Along the way from The Waste Land to Traffic, Perloff spends time with a number of exemplars of “unoriginal” writing. Oulipo is a major player here: the text-generating procedures of that French group are to contemporary conceptual writing what Marcel Duchamp is to Andy Warhol. Perloff’s reading of Susan Howe’s The Midnight, which incorporates original prose, found texts, verse, and images into a compelling autobiographical portrait, is a particular highlight, as is her discussionof the “exophonic” poetics of German-Japanese poet Yoko Tawada and Franco-Norwegian poet and multi-media artist Caroline Bergvall. (While Perloff’s chapter on Brazilian concrete poetry is fascinating, it feels strangely out of place within the overall conceptual curve of Unoriginal Genius.)

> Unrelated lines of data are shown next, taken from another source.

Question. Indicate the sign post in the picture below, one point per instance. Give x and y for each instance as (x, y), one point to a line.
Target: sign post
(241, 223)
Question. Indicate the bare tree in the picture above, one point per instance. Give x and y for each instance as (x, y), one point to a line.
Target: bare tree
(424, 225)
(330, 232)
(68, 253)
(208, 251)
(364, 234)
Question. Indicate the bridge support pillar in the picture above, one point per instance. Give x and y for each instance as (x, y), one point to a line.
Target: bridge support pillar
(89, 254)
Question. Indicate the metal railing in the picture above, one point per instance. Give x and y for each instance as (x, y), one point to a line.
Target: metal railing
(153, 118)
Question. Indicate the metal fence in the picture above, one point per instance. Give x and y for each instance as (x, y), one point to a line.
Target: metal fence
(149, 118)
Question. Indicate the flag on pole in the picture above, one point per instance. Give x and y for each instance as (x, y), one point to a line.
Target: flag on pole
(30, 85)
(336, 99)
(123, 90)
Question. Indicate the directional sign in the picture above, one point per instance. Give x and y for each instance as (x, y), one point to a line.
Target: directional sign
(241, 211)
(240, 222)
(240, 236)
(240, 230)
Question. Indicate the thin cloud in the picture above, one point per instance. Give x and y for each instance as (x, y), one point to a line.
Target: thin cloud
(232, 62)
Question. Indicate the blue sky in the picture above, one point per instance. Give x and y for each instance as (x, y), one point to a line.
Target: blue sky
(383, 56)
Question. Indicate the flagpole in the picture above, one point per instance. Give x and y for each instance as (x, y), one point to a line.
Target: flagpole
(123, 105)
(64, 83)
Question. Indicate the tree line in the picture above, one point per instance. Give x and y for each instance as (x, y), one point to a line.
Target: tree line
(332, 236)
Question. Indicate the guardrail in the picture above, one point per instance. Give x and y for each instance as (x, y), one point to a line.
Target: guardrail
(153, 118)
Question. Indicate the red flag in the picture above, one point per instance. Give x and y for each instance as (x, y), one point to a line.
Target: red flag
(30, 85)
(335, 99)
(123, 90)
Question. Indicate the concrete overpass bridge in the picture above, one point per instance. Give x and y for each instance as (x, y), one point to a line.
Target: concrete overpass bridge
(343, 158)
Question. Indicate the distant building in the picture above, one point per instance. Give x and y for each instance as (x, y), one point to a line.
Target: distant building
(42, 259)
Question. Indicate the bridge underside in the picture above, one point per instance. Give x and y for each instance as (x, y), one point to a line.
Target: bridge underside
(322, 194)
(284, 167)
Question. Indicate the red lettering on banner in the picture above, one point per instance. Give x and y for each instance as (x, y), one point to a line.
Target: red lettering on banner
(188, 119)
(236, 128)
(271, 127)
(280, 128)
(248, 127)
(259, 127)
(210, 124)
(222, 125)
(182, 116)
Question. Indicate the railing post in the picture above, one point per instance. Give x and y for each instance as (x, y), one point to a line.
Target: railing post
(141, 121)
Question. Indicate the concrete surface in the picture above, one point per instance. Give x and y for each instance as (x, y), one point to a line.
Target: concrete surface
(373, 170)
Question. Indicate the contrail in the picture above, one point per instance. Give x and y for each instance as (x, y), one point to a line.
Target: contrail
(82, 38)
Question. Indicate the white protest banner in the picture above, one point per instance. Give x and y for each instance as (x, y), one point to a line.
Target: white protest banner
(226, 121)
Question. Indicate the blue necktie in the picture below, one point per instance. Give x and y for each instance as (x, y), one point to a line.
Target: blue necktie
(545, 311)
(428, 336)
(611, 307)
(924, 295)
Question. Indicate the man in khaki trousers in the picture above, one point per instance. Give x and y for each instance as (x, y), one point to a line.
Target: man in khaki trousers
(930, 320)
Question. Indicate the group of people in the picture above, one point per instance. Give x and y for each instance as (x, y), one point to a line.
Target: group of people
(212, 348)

The possibilities for poetry in this new century, just considering new technology alone, seem almost unlimited. While Perloff has given a tantalizing (if occasionally sketchy) account of how some poets have built on the modernist revolution in cannibalizing the already-written, one wonders whether the next generation of critics will even be able to begin to map the exploding fields of web-based, sound- and visual-incorporating poetry in anything as old-fashioned as a lecture series or a bound book.

Mark Scroggins is the author most recently of The Poem of a Life: A Biography of Louis Zukofsky (Shoemaker & Hoard, 2007). He lives in south Florida.